Mud sliding from the hillside along the Monrovia-Kakata highway continues to serve as danger for residents and commuters (Photo: Alvin Worzi)

Emmanuel Toe, a resident, said “The government needs to quickly do something about the situation to ensure that the road is safe as well as the people who are using it.” Toe said taking immediate action to reduce or level the hill in order to avoid any future mudslides is important because there have been some accidents due to the redirection of the road.

Jeremy Sheriff, a commercial driver, said many drivers have become victims of the road in needless accidents, and appealed to the government to find a solution to prevent any future disaster. “Our people are noted for doing nothing until the last minute after many people may have been victimized.
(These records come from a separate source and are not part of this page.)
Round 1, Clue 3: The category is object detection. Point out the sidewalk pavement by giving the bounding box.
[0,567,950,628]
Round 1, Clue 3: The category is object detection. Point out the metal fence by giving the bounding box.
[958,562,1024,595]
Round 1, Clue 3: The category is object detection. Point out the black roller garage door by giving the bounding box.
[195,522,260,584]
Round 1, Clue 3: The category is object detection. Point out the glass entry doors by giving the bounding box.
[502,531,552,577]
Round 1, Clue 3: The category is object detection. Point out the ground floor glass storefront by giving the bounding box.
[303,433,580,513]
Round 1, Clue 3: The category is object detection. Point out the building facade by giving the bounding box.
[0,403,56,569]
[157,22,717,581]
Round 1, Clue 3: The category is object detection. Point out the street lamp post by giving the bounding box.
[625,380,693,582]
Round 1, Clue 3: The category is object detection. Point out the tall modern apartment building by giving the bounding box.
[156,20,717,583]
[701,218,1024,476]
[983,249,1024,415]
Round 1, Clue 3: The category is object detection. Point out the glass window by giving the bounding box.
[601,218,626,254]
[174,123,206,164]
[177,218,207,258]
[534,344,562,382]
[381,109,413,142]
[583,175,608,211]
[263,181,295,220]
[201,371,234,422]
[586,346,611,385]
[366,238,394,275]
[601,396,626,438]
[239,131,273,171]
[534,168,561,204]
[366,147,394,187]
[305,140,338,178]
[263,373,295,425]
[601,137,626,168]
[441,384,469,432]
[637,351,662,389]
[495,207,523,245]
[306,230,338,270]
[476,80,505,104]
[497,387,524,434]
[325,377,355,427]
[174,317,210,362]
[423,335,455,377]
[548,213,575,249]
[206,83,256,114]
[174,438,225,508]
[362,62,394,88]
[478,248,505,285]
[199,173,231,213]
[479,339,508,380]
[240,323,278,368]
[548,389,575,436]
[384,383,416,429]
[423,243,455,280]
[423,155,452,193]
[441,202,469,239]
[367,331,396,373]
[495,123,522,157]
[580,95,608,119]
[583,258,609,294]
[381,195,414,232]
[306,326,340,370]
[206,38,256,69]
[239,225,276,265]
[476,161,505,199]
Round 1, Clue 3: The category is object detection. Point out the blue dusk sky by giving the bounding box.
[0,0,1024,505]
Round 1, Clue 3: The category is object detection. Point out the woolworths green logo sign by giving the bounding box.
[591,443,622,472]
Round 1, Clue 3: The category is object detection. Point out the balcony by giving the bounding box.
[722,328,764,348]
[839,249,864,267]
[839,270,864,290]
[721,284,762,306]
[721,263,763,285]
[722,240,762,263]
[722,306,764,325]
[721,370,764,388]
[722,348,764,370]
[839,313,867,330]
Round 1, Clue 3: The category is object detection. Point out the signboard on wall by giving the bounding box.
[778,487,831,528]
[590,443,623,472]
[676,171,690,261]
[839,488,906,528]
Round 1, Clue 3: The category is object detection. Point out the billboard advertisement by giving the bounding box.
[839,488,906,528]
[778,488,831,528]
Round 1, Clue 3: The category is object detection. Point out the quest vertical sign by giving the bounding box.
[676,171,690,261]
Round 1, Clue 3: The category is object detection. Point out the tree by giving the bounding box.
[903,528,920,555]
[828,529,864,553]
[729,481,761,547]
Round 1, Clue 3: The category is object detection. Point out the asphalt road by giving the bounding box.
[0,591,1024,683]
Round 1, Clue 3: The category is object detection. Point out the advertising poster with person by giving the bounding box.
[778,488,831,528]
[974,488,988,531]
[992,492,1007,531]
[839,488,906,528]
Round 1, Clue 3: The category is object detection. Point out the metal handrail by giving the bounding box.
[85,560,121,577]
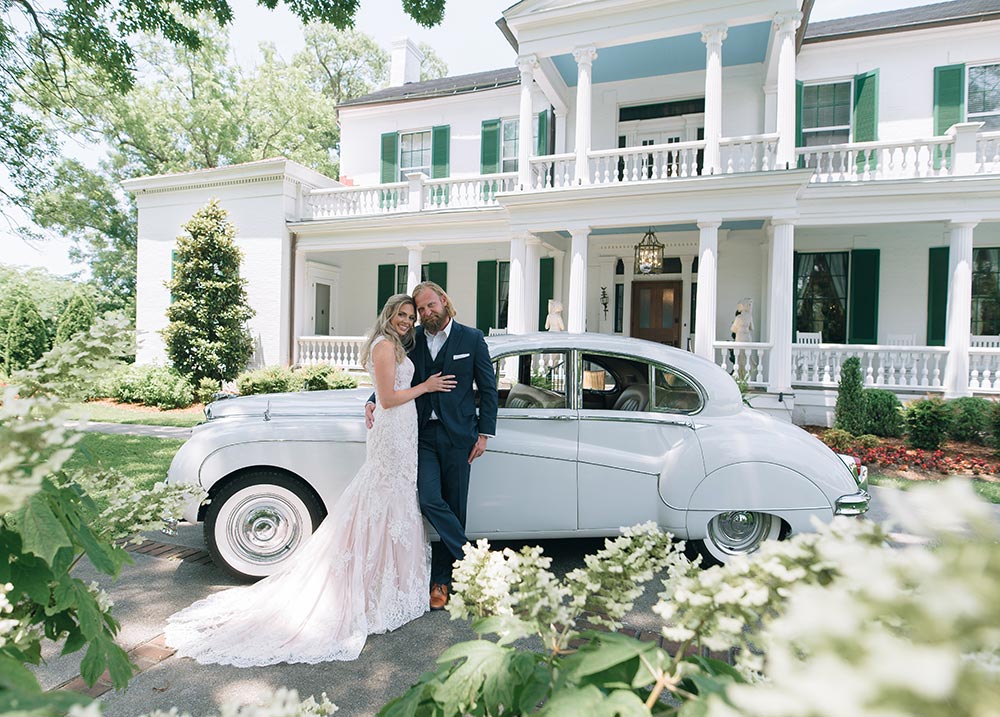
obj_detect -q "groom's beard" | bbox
[420,310,448,334]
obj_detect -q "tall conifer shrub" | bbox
[163,199,254,383]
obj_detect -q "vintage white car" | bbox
[168,333,869,578]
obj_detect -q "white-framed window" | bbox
[965,63,1000,132]
[399,129,431,182]
[396,264,429,294]
[802,80,854,147]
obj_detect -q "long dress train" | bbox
[166,344,430,667]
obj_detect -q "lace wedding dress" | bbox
[166,342,430,667]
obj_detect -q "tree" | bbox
[4,296,49,372]
[0,0,445,218]
[163,199,254,383]
[56,291,97,344]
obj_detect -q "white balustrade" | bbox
[713,341,771,386]
[422,172,517,209]
[792,343,948,391]
[719,134,778,174]
[796,137,954,184]
[296,336,365,369]
[588,140,705,184]
[969,348,1000,393]
[530,154,576,189]
[306,182,409,219]
[976,132,1000,174]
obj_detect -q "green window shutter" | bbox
[431,125,451,179]
[538,109,549,157]
[934,65,965,169]
[853,70,878,142]
[427,261,448,291]
[847,249,879,344]
[375,264,396,315]
[476,259,497,334]
[927,246,948,346]
[381,132,399,184]
[538,256,556,331]
[479,120,500,174]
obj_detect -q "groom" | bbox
[365,281,497,610]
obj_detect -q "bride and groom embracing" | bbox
[166,281,497,667]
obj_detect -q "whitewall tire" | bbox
[205,470,325,580]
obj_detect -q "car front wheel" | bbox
[699,510,781,566]
[205,471,324,580]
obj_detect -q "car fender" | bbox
[687,461,833,538]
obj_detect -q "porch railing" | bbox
[792,343,948,391]
[713,341,772,387]
[719,133,778,174]
[797,137,955,184]
[295,336,365,369]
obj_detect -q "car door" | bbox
[467,352,578,537]
[578,353,705,531]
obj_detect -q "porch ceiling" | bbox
[552,22,771,87]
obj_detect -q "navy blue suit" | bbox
[371,319,497,585]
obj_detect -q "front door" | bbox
[631,281,681,348]
[313,281,330,336]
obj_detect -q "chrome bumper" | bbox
[833,489,872,515]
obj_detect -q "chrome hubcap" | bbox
[226,494,302,565]
[708,510,771,555]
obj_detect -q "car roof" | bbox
[486,331,743,414]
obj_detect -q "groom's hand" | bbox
[469,436,487,466]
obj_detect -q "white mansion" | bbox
[126,0,1000,422]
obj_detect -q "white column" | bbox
[507,234,526,334]
[566,227,590,334]
[764,219,795,393]
[570,46,597,185]
[694,221,722,362]
[701,25,727,174]
[524,235,542,332]
[774,12,802,167]
[944,222,976,398]
[406,244,424,295]
[520,55,538,191]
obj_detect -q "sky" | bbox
[0,0,928,277]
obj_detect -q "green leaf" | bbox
[17,493,73,564]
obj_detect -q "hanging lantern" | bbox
[635,227,663,274]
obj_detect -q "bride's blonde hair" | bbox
[359,294,417,369]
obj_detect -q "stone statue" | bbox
[545,299,566,331]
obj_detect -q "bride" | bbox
[166,294,455,667]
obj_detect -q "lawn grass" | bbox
[71,401,205,428]
[65,433,184,488]
[868,471,1000,504]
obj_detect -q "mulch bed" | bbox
[803,426,1000,483]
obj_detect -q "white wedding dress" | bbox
[166,344,430,667]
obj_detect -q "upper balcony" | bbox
[301,123,1000,220]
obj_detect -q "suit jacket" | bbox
[369,319,498,448]
[409,319,497,448]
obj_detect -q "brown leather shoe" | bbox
[431,583,448,610]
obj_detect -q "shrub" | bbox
[823,428,854,453]
[163,200,254,381]
[236,366,301,396]
[3,296,49,373]
[948,396,992,444]
[862,388,904,438]
[114,365,194,408]
[833,356,865,436]
[854,433,882,448]
[905,397,951,450]
[194,376,221,404]
[55,291,97,344]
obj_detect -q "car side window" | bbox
[493,352,568,409]
[653,366,702,413]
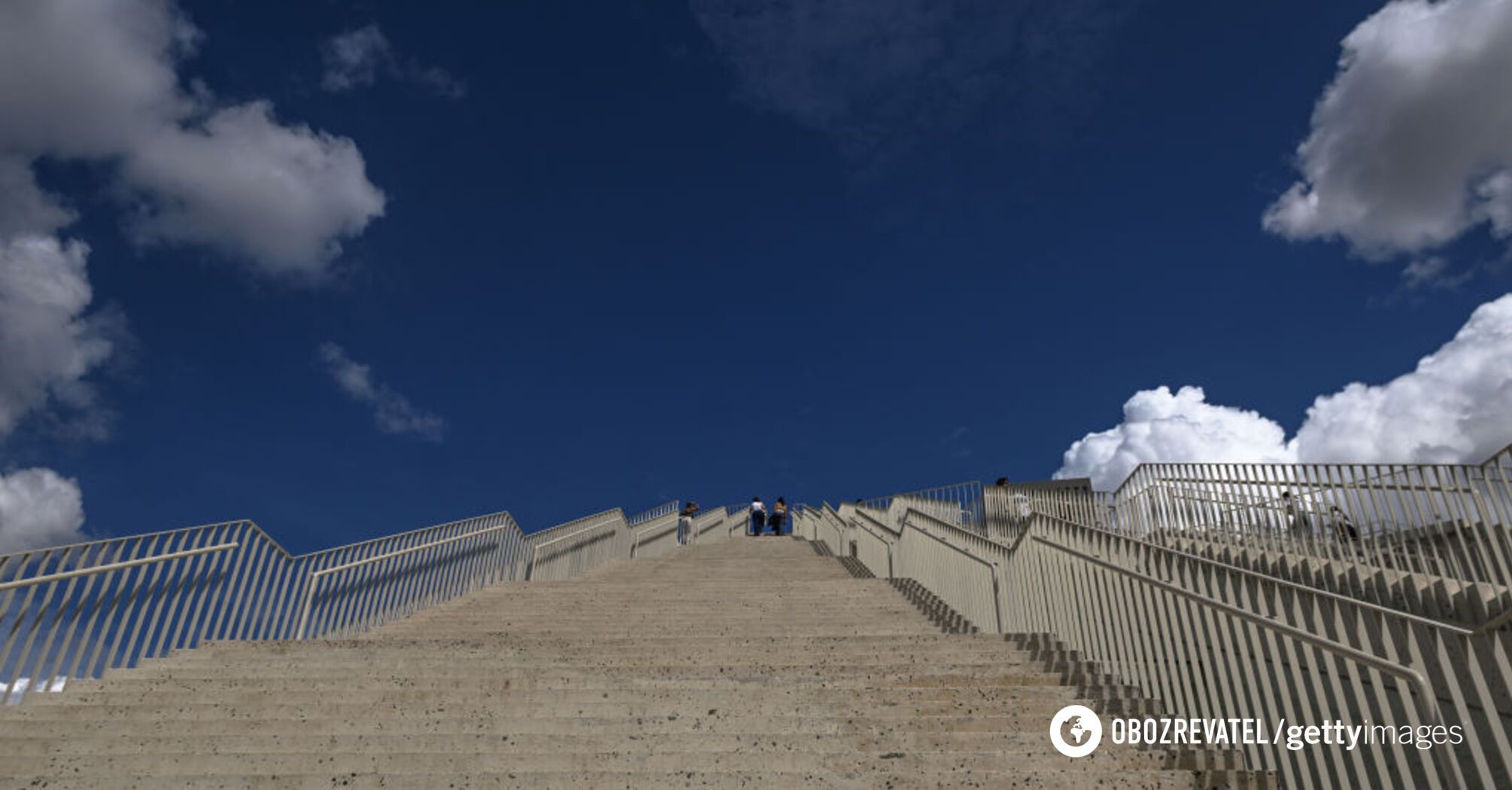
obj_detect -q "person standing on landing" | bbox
[750,497,767,537]
[677,500,699,546]
[767,497,788,536]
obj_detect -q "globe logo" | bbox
[1049,705,1102,757]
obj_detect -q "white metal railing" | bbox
[795,466,1512,790]
[295,524,511,639]
[0,513,523,700]
[0,490,710,702]
[630,503,681,558]
[524,509,630,581]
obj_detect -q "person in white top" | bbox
[750,497,767,537]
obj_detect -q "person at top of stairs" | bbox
[750,497,767,536]
[767,497,788,536]
[677,500,699,546]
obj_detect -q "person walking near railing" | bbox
[677,500,699,546]
[1280,491,1313,537]
[767,497,788,536]
[1328,506,1359,543]
[750,497,767,537]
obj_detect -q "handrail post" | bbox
[293,572,320,640]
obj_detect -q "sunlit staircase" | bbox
[0,537,1273,790]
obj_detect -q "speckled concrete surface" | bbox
[0,537,1268,790]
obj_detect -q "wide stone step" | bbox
[0,766,1228,790]
[30,681,1107,709]
[6,730,1155,757]
[5,688,1105,722]
[0,748,1216,778]
[0,711,1088,740]
[68,667,1063,693]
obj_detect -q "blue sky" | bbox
[0,0,1512,551]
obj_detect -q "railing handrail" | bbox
[856,507,894,539]
[900,507,1003,634]
[624,500,679,527]
[1034,512,1481,636]
[524,507,624,546]
[1034,536,1443,725]
[0,542,241,591]
[295,524,509,639]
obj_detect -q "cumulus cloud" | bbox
[1264,0,1512,259]
[1055,386,1296,491]
[1055,293,1512,491]
[320,24,467,99]
[0,0,384,278]
[0,469,88,554]
[316,342,446,442]
[0,235,123,440]
[1295,293,1512,463]
[123,102,384,275]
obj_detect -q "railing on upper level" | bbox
[794,451,1512,788]
[0,513,523,699]
[0,490,707,702]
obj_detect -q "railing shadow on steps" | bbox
[0,503,695,703]
[794,462,1512,788]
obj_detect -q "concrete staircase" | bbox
[0,537,1273,790]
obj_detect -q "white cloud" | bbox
[320,24,467,99]
[316,342,446,442]
[1296,293,1512,463]
[1264,0,1512,259]
[0,0,384,278]
[121,102,384,275]
[0,236,121,440]
[1055,293,1512,491]
[1401,256,1474,290]
[1055,386,1296,491]
[0,469,90,554]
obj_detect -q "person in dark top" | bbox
[1280,491,1313,536]
[1328,506,1359,543]
[677,500,699,546]
[767,497,788,534]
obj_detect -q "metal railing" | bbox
[794,451,1512,790]
[524,507,630,581]
[629,501,679,558]
[1105,455,1512,587]
[0,490,716,702]
[0,513,523,700]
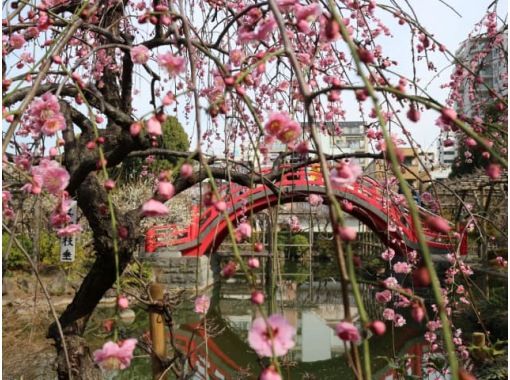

The Liberian government needs to know that this is a major highway and such a danger has to be brought under control,” Sheriff said.

1 COMMENT

  1. No doubt! The dangers are there. Whoever lives down the Mountains slopes have every reason to worry about MUDSLIDES; when it rains heavily. This is especially truth for people living in the valleys of the Bong, Minor River and Nimba Mountain Range. Iron Ore Mining have stripped those Mountains of trees that once prevented the possibilities of massive MUDSLIDES; as it happened at Minor River in 1981. There ought to be complete studies at every Mining Sites, so as to put preventive measures in place. Liberia is no stranger to “CATASTROPHY MUDSLIDES. It happened at the Minor River Mines; 1981. Many were killed.